I don't recall seeing flags around Adelaide either. But Adelaide has a special reason to be proud on Australia Day because the colony of South Australia amended its constitution in 1894 to enable women to vote. At federation, in 1901, the female franchise was extended to all Australian women. The pic attached to this post shows a bronze bust set up on North Terrace outside Government House in Adelaide to celebrate one of the activists associated with the female franchise in Australia.

South Australia was not the first place to allow women to vote. That credit belongs to New Zealand, then still a British colony, which had made the change a few years earlier. But Australia was the first sovereign nation where women could vote and stand for parliament. Why in these places and not, for example, in Europe or North America? I think it has to do with the fact that these places were still settler societies. In settler societies there are never enough women, for a start. But also, there was the recognition that the work done by women was absolutely essential to the continued prosperity of the colony. "Thank you," farming husbands might have said to their wives. "I work in the paddock all day. I cut down trees, lop branches, cart away logs, blow up the roots, put up fences, I plough, I sow, I harvest, I store away the grain." But that's not enough to live. You need food prepared to enable you to sleep at night, because you need sleep to enable you to work the next day. You have property in freehold, which implies inheritance, and inheritance implies children, and children imply a mother to concieve and birth and raise and care for them.

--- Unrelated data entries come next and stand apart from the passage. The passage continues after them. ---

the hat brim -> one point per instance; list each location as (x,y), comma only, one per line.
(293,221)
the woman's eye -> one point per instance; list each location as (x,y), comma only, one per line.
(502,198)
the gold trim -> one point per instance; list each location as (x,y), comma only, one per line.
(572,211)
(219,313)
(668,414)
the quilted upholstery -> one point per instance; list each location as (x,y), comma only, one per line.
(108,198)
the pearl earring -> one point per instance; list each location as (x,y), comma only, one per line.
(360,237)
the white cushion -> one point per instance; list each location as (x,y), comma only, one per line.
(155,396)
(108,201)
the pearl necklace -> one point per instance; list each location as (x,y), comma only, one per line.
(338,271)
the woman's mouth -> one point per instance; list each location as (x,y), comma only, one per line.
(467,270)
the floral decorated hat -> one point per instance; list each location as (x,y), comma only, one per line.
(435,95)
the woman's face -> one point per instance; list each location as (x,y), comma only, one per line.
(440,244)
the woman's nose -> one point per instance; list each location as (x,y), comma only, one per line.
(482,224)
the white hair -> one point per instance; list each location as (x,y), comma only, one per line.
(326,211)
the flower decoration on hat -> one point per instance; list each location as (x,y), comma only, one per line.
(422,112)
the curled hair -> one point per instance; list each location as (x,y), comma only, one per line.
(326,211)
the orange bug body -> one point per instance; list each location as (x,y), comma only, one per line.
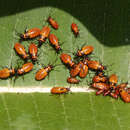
(86,50)
(114,90)
(75,29)
(6,73)
(33,51)
(44,34)
(54,42)
(72,80)
(76,69)
(113,79)
(83,71)
(42,73)
(95,65)
(53,23)
(66,59)
(124,95)
(19,48)
(30,34)
(25,68)
(102,87)
(97,79)
(59,90)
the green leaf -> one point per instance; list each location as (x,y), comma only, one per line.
(104,25)
(78,111)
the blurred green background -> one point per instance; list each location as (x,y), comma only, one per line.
(105,24)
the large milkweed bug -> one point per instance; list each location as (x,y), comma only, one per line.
(20,50)
(72,80)
(113,79)
(53,23)
(75,29)
(67,60)
(85,50)
(100,77)
(6,73)
(125,95)
(44,34)
(54,42)
(95,65)
(27,67)
(60,90)
(43,72)
(29,34)
(33,50)
(102,87)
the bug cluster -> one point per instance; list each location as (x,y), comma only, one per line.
(80,66)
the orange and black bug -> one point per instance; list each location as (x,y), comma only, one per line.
(30,34)
(27,67)
(53,23)
(66,59)
(43,72)
(114,90)
(124,95)
(54,42)
(95,65)
(100,77)
(20,50)
(72,80)
(83,71)
(44,34)
(113,79)
(86,50)
(76,69)
(6,73)
(33,50)
(60,90)
(75,29)
(102,87)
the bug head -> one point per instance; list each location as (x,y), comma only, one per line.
(12,71)
(40,42)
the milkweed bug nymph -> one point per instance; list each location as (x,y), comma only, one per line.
(20,50)
(44,34)
(54,42)
(72,80)
(33,50)
(66,59)
(27,67)
(30,34)
(6,73)
(75,29)
(60,90)
(53,23)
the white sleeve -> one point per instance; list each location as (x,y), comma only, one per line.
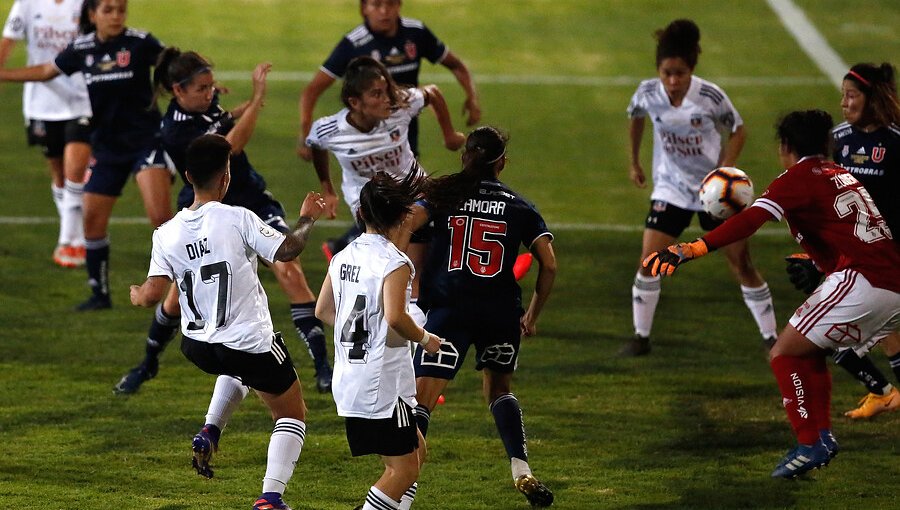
(261,238)
(159,266)
(15,28)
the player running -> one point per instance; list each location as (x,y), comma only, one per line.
(210,250)
(835,220)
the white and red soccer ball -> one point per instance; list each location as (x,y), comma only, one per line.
(725,191)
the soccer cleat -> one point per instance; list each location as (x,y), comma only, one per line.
(323,379)
(637,346)
(203,448)
(94,302)
(68,256)
(135,377)
(522,265)
(802,459)
(829,442)
(873,405)
(271,501)
(535,492)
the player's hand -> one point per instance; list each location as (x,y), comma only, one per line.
(471,108)
(313,205)
(803,273)
(664,262)
(636,174)
(433,345)
(455,141)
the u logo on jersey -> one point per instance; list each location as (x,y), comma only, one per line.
(123,58)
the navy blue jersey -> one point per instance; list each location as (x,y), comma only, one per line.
(471,256)
(117,73)
(180,128)
(401,54)
(874,159)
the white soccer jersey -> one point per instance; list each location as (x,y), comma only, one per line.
(211,254)
(384,149)
(48,27)
(687,140)
(372,365)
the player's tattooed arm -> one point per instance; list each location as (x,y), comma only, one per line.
(295,241)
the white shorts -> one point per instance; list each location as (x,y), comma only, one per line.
(847,312)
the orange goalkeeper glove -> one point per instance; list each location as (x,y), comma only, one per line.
(664,262)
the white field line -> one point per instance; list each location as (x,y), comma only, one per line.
(554,227)
(540,80)
(810,40)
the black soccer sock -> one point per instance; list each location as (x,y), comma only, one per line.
(863,370)
(895,365)
(97,263)
(510,425)
(423,418)
(310,330)
(162,331)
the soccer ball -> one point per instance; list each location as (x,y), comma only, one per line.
(725,191)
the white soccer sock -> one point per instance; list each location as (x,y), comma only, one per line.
(644,298)
(284,450)
(759,301)
(416,313)
(519,468)
(409,496)
(377,500)
(227,396)
(71,217)
(58,194)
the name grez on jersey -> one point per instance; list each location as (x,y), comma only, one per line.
(381,160)
(197,249)
(673,143)
(350,273)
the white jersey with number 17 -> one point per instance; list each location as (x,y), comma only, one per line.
(687,139)
(211,254)
(372,365)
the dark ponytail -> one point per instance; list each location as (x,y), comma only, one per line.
(680,39)
(485,146)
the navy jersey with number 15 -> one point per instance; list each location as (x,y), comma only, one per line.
(471,257)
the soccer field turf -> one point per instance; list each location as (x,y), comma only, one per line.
(697,424)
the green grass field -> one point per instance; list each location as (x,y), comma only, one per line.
(698,424)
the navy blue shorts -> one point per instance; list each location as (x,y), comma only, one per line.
(672,220)
(53,135)
(265,371)
(110,172)
(495,335)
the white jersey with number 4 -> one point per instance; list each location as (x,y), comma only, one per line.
(211,255)
(48,27)
(372,365)
(687,139)
(383,149)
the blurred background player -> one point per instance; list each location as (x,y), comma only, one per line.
(116,62)
(400,44)
(867,144)
(193,111)
(689,117)
(57,112)
(471,295)
(835,220)
(210,251)
(366,295)
(370,135)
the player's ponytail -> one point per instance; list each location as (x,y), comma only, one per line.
(176,68)
(485,147)
(680,39)
(879,84)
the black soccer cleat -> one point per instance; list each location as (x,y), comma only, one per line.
(535,492)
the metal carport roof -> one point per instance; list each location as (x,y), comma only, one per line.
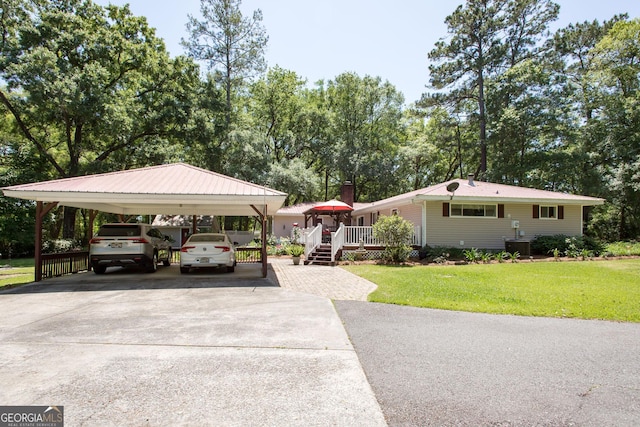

So here's a 'value' that Australians can rightly be proud of: equality. When we talk about Australia Day we talk about values. It's the same on ANZAC Day. In fact, surrounding the cenotaph here near where I live there are some big, black blocks of granite on which are fixed words made from cast metal. The words include 'courage and 'mateship'. I'm not sure I like blocks of granite telling me what to think and how to feel. The ideas expressed by the flying of Australian flags are big and blocky too. I recoil from them in revulsion. But celebrating equality is something that I can accept. After all, it is a universal value. Its roots go back even further than the date of Mary Lee's birth in 1821. It belongs to the Enlightenment project that also gave birth to the idea of Australia in the first place. But if we are to celebrate equality then we have to think about other forms of equality. Saying the word gives us license to improvise and discuss other alternatives, such as marriage equality. Perhaps we should fly the rainbow flag on Australia Day instead of the other one?

And while we're improvising let's take stock and remember the thousands of Aborigines who were still being hunted down and killed when Mary Lee finally achieved her stated goal of "leaving the world better for women than she found it". Our memory demands that we do so. Remembering the Indigenous fallen makes us think that their sacrifice should also be celebrated on ANZAC Day, too. Why not? The notion of equality is a rational one. And once you start really employing your memory and your reason there is no end to the things that you can achieve.